La radio comme lien opérationnel
L’ensemble du personnel du fourgon est relié par radio. Les envois d’eau, les demandes de matériels, les confirmations de progression : tout transite par ce canal. Ce fonctionnement génère un gain de temps et d’énergie mesurable sur le terrain. Il faut aussi rappeler que l’armement et l’équipement des engins varient d’un SDIS à un autre — il est donc indispensable de consulter le règlement opérationnel de son propre service avant toute manœuvre.
Les établissements avec tuyaux pré-connectés — E1, E2 et E3
Les trois premiers établissements reposent sur une logique élémentaire : les tuyaux pré-connectés stockés dans les coffres du fourgon sont directement tirés vers le point d’attaque. Pas de montage complexe, pas de perte de temps. Ces établissements conviennent parfaitement quand une seule ligne est nécessaire.
L’E1 correspond à l’établissement d’une LDV 40 ou LDV 65 pré-connectée. C’est l’établissement de base, rapide à mettre en œuvre dès la descente du FPT. L’E2, lui, concerne l’établissement d’une division pré-connectée. Il permet d’alimenter simultanément plusieurs lances depuis un même raccord. L’E3 introduit une dimension supplémentaire — il s’agit de l’établissement d’une LDV 40 pré-connectée à l’aide de l’échelle coulisse, pour accéder à des niveaux en hauteur.
Ces trois manœuvres s’utilisent aux niveaux n+1 et n-1, à condition que le foyer soit accessible sans nécessiter de progression particulière à l’intérieur du bâtiment. Dès que la situation devient plus complexe, les tuyaux épaulés prennent le relais.
Les établissements avec tuyaux épaulés : E4, E5 et E6
Quand les tuyaux pré-connectés ne suffisent plus, les tuyaux épaulés entrent en scène.

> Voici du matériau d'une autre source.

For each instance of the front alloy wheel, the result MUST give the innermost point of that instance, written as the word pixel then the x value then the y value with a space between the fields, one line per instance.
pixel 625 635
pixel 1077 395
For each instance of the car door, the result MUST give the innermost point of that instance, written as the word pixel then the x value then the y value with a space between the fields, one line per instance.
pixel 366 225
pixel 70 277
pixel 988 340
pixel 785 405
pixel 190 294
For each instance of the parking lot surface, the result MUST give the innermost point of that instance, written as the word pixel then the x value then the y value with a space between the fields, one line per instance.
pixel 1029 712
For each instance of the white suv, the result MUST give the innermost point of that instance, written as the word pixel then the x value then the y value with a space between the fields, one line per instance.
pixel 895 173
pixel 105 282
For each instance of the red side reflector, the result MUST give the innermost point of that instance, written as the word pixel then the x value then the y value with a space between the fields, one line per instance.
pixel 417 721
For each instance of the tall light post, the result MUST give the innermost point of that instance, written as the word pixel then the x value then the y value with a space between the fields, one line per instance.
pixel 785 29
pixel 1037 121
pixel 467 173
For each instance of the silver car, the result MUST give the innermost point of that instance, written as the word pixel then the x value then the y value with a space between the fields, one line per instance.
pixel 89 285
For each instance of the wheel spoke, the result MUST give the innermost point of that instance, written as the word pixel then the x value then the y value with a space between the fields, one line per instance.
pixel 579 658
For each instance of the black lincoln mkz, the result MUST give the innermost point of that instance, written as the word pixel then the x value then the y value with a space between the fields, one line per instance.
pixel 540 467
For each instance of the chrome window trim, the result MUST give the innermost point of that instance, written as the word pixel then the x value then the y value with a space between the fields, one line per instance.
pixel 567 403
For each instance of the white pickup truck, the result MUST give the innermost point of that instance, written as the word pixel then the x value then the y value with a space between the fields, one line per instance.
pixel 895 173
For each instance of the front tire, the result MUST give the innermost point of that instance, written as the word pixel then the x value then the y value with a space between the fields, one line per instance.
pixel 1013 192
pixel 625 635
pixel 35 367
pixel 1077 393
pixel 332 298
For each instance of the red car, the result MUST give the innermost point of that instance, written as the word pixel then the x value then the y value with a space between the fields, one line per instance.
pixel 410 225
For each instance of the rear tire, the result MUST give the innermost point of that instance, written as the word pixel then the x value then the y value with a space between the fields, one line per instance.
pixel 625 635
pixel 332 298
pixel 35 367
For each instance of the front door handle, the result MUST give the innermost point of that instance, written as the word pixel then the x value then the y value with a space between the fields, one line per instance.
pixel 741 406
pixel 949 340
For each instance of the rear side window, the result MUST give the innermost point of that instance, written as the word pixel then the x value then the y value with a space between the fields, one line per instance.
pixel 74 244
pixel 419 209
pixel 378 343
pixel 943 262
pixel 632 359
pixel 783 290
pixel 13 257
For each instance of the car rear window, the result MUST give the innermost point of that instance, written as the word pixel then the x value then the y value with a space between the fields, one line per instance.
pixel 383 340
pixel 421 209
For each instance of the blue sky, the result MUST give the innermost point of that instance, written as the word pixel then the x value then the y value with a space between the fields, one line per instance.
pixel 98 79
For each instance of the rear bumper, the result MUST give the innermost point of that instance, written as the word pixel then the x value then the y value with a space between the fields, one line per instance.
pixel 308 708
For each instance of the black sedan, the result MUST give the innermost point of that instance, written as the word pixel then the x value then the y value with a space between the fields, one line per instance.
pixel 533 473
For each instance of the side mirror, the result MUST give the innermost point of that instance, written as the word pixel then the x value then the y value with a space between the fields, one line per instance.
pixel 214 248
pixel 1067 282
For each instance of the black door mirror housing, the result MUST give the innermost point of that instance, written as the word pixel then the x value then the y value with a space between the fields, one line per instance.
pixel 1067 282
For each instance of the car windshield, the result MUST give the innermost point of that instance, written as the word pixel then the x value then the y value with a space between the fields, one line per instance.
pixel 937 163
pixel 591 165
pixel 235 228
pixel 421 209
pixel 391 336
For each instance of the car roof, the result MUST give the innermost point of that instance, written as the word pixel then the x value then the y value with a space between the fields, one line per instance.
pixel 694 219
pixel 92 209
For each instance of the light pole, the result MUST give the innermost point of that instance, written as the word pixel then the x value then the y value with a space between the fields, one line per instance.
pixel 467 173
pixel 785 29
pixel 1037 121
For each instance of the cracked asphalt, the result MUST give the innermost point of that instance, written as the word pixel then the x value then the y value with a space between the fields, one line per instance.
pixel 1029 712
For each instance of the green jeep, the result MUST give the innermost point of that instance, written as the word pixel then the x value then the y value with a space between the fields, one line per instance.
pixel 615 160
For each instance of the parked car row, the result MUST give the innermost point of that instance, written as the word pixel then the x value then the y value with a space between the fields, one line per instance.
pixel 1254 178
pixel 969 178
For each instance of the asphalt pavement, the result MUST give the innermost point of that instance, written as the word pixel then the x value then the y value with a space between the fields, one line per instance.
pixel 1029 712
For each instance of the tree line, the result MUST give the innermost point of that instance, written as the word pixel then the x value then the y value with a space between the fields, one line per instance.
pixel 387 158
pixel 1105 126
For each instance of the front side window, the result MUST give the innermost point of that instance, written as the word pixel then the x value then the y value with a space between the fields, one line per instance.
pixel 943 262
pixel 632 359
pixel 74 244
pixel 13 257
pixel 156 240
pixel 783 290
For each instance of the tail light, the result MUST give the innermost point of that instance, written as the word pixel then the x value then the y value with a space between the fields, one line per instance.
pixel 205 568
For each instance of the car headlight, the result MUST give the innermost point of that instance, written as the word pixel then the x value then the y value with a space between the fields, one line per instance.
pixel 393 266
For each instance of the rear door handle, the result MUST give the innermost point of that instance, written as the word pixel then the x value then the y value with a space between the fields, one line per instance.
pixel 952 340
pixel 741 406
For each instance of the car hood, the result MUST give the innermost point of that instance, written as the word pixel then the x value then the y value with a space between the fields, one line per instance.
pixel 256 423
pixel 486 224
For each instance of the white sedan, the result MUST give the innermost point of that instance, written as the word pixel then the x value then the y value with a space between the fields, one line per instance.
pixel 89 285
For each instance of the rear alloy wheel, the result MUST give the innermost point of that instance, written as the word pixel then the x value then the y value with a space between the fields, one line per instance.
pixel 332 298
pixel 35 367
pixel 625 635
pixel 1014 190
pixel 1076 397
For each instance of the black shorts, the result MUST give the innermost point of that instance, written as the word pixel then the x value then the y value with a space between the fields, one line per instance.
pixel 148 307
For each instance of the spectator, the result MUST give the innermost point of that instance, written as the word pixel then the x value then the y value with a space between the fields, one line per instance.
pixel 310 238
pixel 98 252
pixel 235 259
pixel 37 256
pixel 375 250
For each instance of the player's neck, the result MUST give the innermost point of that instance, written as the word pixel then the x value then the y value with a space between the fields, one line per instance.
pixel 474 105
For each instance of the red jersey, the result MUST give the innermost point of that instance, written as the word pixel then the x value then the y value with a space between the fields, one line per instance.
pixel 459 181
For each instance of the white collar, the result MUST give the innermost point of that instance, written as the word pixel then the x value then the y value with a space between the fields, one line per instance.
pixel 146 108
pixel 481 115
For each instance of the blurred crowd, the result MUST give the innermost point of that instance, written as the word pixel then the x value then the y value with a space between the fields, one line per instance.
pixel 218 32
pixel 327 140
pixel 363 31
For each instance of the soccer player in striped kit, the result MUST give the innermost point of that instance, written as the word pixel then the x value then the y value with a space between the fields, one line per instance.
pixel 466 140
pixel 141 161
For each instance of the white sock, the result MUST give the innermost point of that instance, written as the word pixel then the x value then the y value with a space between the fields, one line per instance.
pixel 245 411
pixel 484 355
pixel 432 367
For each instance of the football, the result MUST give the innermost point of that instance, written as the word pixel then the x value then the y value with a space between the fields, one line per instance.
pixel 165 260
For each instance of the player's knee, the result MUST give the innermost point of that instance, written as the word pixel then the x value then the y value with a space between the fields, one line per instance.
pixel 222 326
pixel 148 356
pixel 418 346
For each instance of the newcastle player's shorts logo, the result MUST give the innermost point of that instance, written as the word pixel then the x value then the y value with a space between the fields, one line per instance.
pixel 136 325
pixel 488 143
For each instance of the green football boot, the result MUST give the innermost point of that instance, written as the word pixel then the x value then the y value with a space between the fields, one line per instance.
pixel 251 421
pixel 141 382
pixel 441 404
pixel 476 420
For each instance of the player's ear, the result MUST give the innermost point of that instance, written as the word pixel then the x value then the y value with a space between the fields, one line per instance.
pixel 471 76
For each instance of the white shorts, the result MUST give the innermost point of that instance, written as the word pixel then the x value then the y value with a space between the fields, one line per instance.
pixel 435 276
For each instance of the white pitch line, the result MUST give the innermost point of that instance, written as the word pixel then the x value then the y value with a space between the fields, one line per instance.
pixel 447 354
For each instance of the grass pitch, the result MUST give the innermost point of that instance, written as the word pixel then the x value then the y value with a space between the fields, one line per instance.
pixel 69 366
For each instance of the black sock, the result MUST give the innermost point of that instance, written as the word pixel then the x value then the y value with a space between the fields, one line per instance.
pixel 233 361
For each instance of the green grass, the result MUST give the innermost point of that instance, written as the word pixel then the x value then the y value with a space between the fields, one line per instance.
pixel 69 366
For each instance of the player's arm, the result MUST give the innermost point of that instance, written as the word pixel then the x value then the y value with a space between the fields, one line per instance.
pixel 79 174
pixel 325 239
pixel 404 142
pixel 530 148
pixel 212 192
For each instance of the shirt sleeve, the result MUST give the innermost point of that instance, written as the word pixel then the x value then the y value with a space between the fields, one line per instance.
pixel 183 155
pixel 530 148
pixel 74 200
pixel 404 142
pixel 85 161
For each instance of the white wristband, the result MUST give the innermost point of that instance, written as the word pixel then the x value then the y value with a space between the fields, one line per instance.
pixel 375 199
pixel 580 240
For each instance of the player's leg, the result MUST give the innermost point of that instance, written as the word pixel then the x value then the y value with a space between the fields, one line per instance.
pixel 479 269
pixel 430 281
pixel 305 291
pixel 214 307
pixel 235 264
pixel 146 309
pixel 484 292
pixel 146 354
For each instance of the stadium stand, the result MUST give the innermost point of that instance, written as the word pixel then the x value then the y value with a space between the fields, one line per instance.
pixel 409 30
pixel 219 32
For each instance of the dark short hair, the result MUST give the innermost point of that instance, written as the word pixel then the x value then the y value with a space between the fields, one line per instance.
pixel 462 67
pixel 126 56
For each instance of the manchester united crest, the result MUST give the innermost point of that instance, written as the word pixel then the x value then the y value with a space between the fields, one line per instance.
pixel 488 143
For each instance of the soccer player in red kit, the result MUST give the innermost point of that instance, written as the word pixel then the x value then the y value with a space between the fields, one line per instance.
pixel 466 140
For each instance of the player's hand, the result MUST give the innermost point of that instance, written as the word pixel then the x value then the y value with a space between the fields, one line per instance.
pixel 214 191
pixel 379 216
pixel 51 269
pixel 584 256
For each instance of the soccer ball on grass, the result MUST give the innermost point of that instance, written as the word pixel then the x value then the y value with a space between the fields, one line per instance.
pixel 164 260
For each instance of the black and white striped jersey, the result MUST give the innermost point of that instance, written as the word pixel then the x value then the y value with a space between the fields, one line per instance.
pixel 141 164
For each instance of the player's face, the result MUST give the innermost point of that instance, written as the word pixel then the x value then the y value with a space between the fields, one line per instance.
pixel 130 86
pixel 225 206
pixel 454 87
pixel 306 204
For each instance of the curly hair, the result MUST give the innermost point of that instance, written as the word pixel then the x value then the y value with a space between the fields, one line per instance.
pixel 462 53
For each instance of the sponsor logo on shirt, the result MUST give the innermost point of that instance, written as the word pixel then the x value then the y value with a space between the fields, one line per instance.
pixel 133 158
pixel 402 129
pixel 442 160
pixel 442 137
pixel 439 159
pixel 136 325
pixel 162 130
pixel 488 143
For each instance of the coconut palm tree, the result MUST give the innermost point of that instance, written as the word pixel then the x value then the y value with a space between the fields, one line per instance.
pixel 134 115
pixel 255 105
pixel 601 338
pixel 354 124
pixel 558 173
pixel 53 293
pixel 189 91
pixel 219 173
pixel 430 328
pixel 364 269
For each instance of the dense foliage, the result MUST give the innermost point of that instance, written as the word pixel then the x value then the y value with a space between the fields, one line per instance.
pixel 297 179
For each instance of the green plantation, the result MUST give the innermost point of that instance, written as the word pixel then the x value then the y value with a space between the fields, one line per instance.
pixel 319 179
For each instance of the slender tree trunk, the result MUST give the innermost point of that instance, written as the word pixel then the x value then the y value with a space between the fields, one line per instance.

Portés sur l’épaule par les sapeurs-pompiers lors de leur déplacement, ils permettent une progression maîtrisée et sécurisée vers le foyer.
L’E4 est l’établissement d’une LDV 40 épaulée. C’est la réponse standard à toute situation ne relevant pas des lignes pré-connectées. L’E5 correspond à l’établissement d’une LDV 40 épaulée de plein pied, adapté aux interventions sur des structures accessibles directement depuis le niveau du sol. L’E6, enfin, reprend cette logique épaulée en l’associant à l’échelle coulisse, pour progresser vers les niveaux n+1 et n-1 tout en maintenant la ligne d’attaque fonctionnelle.
Un point notable : les manœuvres de changement et de prolongation de tuyaux restent inchangées par rapport aux pratiques antérieures. Cette continuité facilite la montée en compétences et évite toute rupture dans les automatismes acquis.
Les apports concrets des manœuvres en chevaux pour les sapeurs-pompiers du SDIS 62
Deux ans de tests ne mentent pas. Les établissements en chevaux du SDIS 62 apportent des avantages tangibles, confirmés par les retours du terrain. Les binômes progressent en marchant, ce qui peut sembler anodin, mais change tout : l’établissement se déroule sans plis, sans coins, sans blocage. La ligne arrive propre au point d’attaque.
Même en avançant à un rythme modéré, on gagne plusieurs minutes sur l’ensemble de la manœuvre. Surtout, la consommation physique des équipes diminue sensiblement. C’est moins d’énergie dépensée avant même d’entrer dans la structure.
Pour accompagner cette montée en puissance, des ressources pédagogiques structurées ont été développées, s’inspirant spécialement des travaux du SDIS 31, du SDIS 67 et d’APIS. Des vidéos couvrent les manœuvres avec tuyaux pré-connectés (P1, P2, P3), les tuyaux épaulés (E1, E2, E3), les lignes d’attaque alimentation (A1, A2, A3) et les missions annexes (AX1, AX2, AX3, AX4). Ces outils permettent à chaque sapeur-pompier de visualiser les gestes avant de les reproduire en condition réelle, ce qui est souvent le meilleur moyen d’ancrer durablement une technique dans les réflexes opérationnels.